Summary
relying on Turner and dismissing a plaintiff's § 1983 claim based upon the failure to appoint counsel at a civil contempt proceeding
Summary of this case from Harris v. CorbettOpinion
Civil Action No. 8:13-1245-TMC
2013-09-27
ORDER
Plaintiff, Rahmad Norman ("Norman"), proceeding pro se, brought this 42 U.S.C. § 1983 action against the defendants, alleging violations of his constitutional rights. Specifically, he alleges that when he was arrested and detained nobody informed him of his rights or allowed him to contact counsel before his court appearance and sentencing.

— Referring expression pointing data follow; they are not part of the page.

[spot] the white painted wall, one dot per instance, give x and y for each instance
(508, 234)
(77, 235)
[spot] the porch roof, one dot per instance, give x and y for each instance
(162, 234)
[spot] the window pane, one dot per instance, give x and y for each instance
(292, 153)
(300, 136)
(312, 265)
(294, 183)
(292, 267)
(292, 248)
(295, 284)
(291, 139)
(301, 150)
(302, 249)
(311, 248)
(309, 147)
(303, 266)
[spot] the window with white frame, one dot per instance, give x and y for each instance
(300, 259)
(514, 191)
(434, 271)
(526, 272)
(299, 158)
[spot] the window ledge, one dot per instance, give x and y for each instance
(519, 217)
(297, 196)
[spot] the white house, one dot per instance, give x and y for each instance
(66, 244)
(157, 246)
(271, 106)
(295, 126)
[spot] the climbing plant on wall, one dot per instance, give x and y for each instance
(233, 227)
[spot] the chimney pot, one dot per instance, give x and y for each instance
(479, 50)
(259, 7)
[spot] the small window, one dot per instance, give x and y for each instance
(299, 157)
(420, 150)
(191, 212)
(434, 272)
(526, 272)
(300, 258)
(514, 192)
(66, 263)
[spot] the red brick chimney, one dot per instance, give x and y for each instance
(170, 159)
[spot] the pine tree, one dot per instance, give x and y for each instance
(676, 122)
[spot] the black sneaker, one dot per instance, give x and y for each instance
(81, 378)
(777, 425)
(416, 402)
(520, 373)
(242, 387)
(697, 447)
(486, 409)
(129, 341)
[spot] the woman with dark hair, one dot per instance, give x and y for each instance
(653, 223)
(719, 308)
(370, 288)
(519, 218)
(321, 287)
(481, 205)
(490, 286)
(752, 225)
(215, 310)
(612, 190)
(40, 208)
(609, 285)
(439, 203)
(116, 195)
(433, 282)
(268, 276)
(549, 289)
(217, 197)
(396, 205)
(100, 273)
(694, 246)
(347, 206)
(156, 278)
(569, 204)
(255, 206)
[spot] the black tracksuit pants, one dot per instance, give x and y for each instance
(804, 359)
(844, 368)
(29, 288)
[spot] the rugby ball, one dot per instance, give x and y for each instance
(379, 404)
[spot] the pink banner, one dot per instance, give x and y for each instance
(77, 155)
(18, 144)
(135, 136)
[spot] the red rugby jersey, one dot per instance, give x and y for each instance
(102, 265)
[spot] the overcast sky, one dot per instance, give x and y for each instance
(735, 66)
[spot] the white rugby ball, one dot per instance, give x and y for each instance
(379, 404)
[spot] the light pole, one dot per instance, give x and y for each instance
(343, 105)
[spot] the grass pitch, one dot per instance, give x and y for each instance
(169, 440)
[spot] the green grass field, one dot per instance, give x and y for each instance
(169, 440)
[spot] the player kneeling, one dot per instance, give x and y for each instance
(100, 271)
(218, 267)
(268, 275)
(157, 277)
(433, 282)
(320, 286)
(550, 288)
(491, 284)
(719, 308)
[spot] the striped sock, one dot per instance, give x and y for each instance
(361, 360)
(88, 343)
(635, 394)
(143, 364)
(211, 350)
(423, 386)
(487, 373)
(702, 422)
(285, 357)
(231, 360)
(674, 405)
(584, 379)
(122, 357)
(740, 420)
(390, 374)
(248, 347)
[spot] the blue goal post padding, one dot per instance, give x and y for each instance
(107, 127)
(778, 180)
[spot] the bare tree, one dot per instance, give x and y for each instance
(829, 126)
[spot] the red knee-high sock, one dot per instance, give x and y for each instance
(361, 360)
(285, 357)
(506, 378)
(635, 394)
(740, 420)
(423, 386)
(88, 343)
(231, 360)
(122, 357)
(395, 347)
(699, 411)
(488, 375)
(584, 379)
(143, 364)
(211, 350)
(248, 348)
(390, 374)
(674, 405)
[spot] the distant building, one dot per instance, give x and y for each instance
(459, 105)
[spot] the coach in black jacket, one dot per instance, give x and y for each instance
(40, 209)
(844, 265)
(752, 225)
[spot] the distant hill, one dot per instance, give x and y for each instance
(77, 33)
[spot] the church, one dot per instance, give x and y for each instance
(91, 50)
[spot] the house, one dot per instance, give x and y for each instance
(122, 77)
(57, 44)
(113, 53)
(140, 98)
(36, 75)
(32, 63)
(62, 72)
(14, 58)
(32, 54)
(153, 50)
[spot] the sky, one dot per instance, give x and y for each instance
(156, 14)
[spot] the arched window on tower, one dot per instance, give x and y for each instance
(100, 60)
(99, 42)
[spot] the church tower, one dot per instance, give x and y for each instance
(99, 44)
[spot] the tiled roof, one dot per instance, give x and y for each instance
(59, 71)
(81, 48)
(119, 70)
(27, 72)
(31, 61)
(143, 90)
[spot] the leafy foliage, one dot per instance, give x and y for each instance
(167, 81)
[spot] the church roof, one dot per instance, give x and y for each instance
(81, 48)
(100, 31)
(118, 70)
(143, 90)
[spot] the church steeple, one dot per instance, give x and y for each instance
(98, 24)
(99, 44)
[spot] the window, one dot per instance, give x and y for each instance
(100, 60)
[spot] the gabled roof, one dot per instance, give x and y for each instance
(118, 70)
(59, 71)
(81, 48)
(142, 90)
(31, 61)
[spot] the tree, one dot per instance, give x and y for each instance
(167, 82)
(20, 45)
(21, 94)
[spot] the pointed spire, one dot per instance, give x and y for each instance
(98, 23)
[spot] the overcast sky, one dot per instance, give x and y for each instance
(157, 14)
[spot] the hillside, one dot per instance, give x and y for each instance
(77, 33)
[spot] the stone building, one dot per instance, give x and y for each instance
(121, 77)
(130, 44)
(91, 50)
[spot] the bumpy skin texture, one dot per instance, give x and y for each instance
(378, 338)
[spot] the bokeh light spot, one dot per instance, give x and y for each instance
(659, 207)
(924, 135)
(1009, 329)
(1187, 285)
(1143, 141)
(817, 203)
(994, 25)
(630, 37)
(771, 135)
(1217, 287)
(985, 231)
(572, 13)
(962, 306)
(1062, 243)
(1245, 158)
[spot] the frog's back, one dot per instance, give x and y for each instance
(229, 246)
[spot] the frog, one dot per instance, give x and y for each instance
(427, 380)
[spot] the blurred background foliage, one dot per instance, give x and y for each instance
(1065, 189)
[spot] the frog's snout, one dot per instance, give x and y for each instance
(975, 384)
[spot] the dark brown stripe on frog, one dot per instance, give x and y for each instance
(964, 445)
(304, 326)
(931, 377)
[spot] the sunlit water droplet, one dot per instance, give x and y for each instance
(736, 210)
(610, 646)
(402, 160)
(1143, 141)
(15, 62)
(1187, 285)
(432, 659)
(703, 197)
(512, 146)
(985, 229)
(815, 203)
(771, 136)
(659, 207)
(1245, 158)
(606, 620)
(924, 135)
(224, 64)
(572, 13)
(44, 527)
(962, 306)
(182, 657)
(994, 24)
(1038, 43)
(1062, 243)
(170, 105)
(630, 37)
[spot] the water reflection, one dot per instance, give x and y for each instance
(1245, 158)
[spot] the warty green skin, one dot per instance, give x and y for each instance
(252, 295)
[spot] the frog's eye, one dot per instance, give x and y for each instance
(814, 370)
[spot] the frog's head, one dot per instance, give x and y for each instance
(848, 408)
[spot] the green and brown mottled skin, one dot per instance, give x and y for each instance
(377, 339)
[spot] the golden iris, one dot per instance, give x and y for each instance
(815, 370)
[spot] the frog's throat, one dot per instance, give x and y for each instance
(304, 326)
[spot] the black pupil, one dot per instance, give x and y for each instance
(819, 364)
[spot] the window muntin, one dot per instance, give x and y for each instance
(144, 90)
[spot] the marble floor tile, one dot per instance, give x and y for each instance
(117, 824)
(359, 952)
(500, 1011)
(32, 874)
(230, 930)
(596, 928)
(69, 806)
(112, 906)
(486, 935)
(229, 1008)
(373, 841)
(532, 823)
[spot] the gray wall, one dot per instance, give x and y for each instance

In accordance with 28 U.S.C. § 636(b) and Local Civil Rule 73.02(B)(2), D.S.C., all pretrial proceedings in this case were referred to a magistrate judge. This matter is now before the court on the magistrate judge's Report and Recommendation ("Report"), recommending that the court dismiss Norman's complaint without prejudice and without service of process. (ECF No. 10.) The court is charged with making a de novo determination of those portions of the Report to which a party specifically objects, and the court may accept, reject, or modify, in whole or in part, the magistrate judge's recommendation or recommit the matter with instructions. See 28 U.S.C. § 636(b)(1).
In this case, Norman did not object to the Report. In the absence of timely objections, "a district court need not conduct a de novo review, but instead must 'only satisfy itself that there is no clear error on the face of the record in order to accept the recommendation.'" Diamond v. Colonial Life & Acc. Ins. Co., 416 F.3d 310, 315 (4th Cir. 2005) (quoting Fed. R. Civ. P. 72 advisory committee's note). Furthermore, failure to file specific written objections to the Report results in a party's waiver of the right to appeal from the judgment of the District Court based upon the magistrate judge's recommendation. 28 U.S.C. § 636(b)(1); Thomas v. Arn, 474 U.S. 140 (1985); Wright v. Collins, 766 F.2d 841 (4th Cir. 1985); United States v. Schronce, 727 F.2d 91 (4th Cir. 1984).
The Report's recommendation relies on the Rooker-Feldman doctrine. However, Norman's complaint does not challenge the state court's order, but rather, alleges separate and distinct constitutional violations by the defendants. Because Norman does not challenge a final decision of a state court, Rooker-Feldman does not apply. See Davani v. Va. Dep't of Transp., 434 F.3d 712, 713 (4th Cir. 2006) ("If [the plaintiff] is not challenging the state court decision, the Rooker-Feldman doctrine does not apply."); see also Dist. of Columbia Ct. of App. v. Feldman, 460 U.S. 462 (1983); Rooker v. Fidelity Trust Co., 263 U.S. 413 (1923).
However, Norman's complaint, as written, does not state a viable claim under § 1983. As the court understands the complaint, Norman was party to a civil contempt proceeding in family court. As a civil, rather than criminal, defendant, Norman was not entitled to Miranda warnings. See Miranda v. Arizona, 384 U.S. 436, 444 (1996); U.S. Const. Amend. V.
In addition, the Due Process Clause does not require that a party be represented by counsel at a civil contempt proceeding. Turner v. Rogers, 131 S. Ct. 2507, 2527 (2011) ("[T]he Due Process Clause does not automatically require the provision of counsel at civil contempt proceedings to an indigent individual who is subject to a child support order, even if that individual faces incarceration (for up to a year)."); see also Hicks v. Feiock, 485 U.S. 624, 637- 41 (1988) (establishing that the Fourteenth Amendment's Due Process Clause requires fewer procedural protections in a civil contempt proceeding than in a criminal case, even if a person's physical liberty is at stake).
Accordingly, Norman's complaint does not allege a constitutional violation actionable under § 1983. Therefore, the court adopts the magistrate judge's recommendation, though not the reasoning of the Report, and Norman's complaint (ECF No. 1) is hereby dismissed without prejudice.
IT IS SO ORDERED.
Timothy M. Cain
United States District Judge
Anderson, South Carolina
September 27, 2013
NOTICE OF RIGHT TO APPEAL
The parties are hereby notified of the right to appeal this order pursuant to Rules 3 and 4 of the Federal Rules of Appellate Procedure, if applicable.